L’hiver revient à Souma-Soula, et la rumeur court de cabane en cabane qu’une malédiction frappe les habitants du quartier du lac. Il paraît que plusieurs femmes ont mis au monde des enfants-monstres.
– Le premier n’avait pas de tête ! me rapporte Suki.
– Le second en avait deux ! grimace Maya.
– Qui vous a dit ça ?
– C’est Chef ! Il les a vus !
Après enquête, il s’avère que Chef n’a rien vu, mais qu’il connaît un vieux Russe dont la belle-sœur a accouché d’un têtard avec trois bras.

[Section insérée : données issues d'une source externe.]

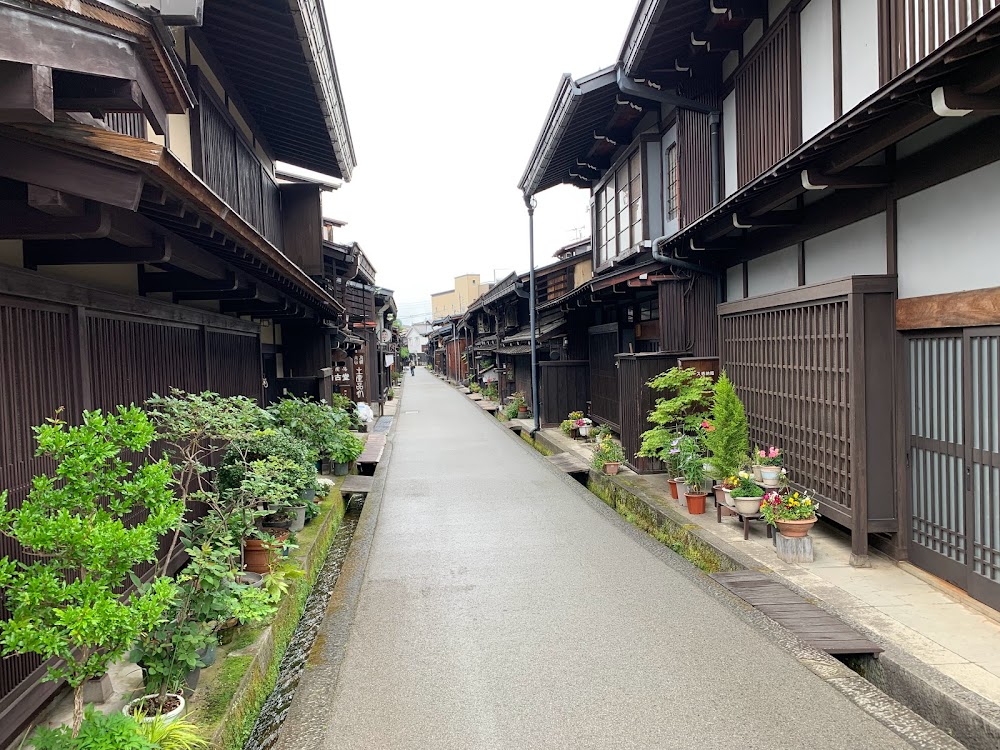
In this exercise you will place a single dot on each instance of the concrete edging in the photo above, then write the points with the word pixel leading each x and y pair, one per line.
pixel 319 683
pixel 923 698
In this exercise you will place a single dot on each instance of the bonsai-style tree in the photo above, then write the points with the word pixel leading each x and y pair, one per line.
pixel 86 528
pixel 726 432
pixel 682 413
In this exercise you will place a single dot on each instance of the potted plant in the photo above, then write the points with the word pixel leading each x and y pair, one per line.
pixel 344 451
pixel 73 612
pixel 747 494
pixel 792 514
pixel 725 432
pixel 692 467
pixel 770 466
pixel 608 456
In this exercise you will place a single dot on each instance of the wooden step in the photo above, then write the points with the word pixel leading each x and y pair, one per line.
pixel 813 625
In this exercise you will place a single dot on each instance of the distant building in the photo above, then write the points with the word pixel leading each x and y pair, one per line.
pixel 456 301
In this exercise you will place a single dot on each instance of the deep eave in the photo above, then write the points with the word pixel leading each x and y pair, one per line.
pixel 278 53
pixel 167 177
pixel 579 116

– Pouah ! s’écrient les filles. Un têtard ! Trois bras !
Les adultes refusent de nous croire, jusqu’à ce que Gloria croise un convoi spécial sur la route qui mène à l’usine :
– Des hommes en voitures blindées, me raconte-t-elle. Ils portaient des combinaisons, des lunettes, des masques sur la bouche…
– Comme des cosmonautes ?
– Exactement ! Et ils se dirigeaient droit vers le lac. Nom de Dieu, c’est du sérieux !
En un rien de temps, nous apprenons que la pêche est interdite et que l’accès aux berges est barré par un cordon sanitaire. Les hommes en combinaisons se sont installés sous des tentes. D’après ce que rapporte M. Betov, ce sont des scientifiques envoyés par le gouvernement pour analyser l’eau, la terre, et même les entrailles des poissons. Il est probable que le lac a été souillé par les rejets toxiques de l’ancienne usine d’ampoules. Cela expliquerait la naissance des enfants-monstres. Comment ? Ça, personne ne le sait ! Pourtant, la peur est là : plusieurs familles ont déjà quitté les quartiers de tôle, et d’autres commencent à plier bagage.

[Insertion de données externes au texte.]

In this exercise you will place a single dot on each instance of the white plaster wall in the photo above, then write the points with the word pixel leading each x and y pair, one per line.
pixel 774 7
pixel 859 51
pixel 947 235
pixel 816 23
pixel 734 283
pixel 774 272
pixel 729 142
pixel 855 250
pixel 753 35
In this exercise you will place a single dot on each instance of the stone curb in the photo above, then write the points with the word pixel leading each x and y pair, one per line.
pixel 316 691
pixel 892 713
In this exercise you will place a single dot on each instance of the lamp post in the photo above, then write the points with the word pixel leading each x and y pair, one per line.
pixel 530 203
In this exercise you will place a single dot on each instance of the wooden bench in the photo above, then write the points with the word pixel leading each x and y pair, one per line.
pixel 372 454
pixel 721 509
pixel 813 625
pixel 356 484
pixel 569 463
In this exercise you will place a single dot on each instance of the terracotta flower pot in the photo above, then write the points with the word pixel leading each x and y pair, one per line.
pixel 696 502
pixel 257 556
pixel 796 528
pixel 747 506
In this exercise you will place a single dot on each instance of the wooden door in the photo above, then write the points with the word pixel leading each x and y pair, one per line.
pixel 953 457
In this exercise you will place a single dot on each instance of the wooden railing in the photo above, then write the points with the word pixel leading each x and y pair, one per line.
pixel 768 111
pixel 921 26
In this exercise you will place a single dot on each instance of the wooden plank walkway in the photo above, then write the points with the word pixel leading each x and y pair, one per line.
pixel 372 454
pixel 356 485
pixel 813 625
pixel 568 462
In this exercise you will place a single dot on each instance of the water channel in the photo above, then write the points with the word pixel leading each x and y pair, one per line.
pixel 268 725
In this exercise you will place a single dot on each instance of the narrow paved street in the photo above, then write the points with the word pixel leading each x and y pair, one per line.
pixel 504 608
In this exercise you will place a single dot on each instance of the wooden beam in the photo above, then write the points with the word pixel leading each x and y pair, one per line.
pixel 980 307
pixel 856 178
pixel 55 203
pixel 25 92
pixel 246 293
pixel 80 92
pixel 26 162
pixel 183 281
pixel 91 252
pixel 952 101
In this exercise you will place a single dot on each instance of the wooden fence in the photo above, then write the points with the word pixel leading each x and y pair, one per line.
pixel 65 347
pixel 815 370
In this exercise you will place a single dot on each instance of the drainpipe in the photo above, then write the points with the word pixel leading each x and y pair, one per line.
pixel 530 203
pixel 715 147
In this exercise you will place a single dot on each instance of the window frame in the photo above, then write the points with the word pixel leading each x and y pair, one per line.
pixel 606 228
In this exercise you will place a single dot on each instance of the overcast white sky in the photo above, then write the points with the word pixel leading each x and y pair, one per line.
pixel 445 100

Du coup, M. Betov me regarde de travers, comme si j’étais moi-même sans tête ou qu’un troisième bras poussait dans mon dos. Je me sens soudain affreusement mal.
– Désolé, Koumaïl…, m’assène-t-il, mais tu es tombé dans cette eau empoisonnée. Faut faire gaffe avec ça. Tant que nous ne saurons pas ce qui se passe, Suki et Maya ne viendront plus chez toi. Et tu seras prié de travailler loin de nous, c’est compris ?
Cette mise à l’écart est la pire chose qui me soit arrivée. Je pleure longtemps entre les bras de Gloria, criant que c’est injuste, que je ne suis plus malade et que, si je n’étais pas tombé dans le lac, justement, nous aurions mangé du poisson, et alors ça nous aurait vraiment contaminés !
Trop tard, le mal est fait.
Suki et Maya m’évitent. Elles baissent la tête et marchent vite lorsqu’elles m’aperçoivent. Quant à Stambek, il affiche une mine d’enterrement, mais il obéit aussi.
Sur la montagne de verre, je n’ai plus ma place. Je suis une âme en peine, seul avec mon grappin et mon chagrin. Pour me consoler, je fouille dans les ordures à la recherche de cordes pour le violon d’Oleg et de piles pas usées pour la radio de Fotia. Je finis par trouver ce qu’il faut, et le soir, à la place de nos parties de cartes, je répare les choses précieuses. Au bout du compte, le violon émet quelques grincements sinistres et la radio crachote.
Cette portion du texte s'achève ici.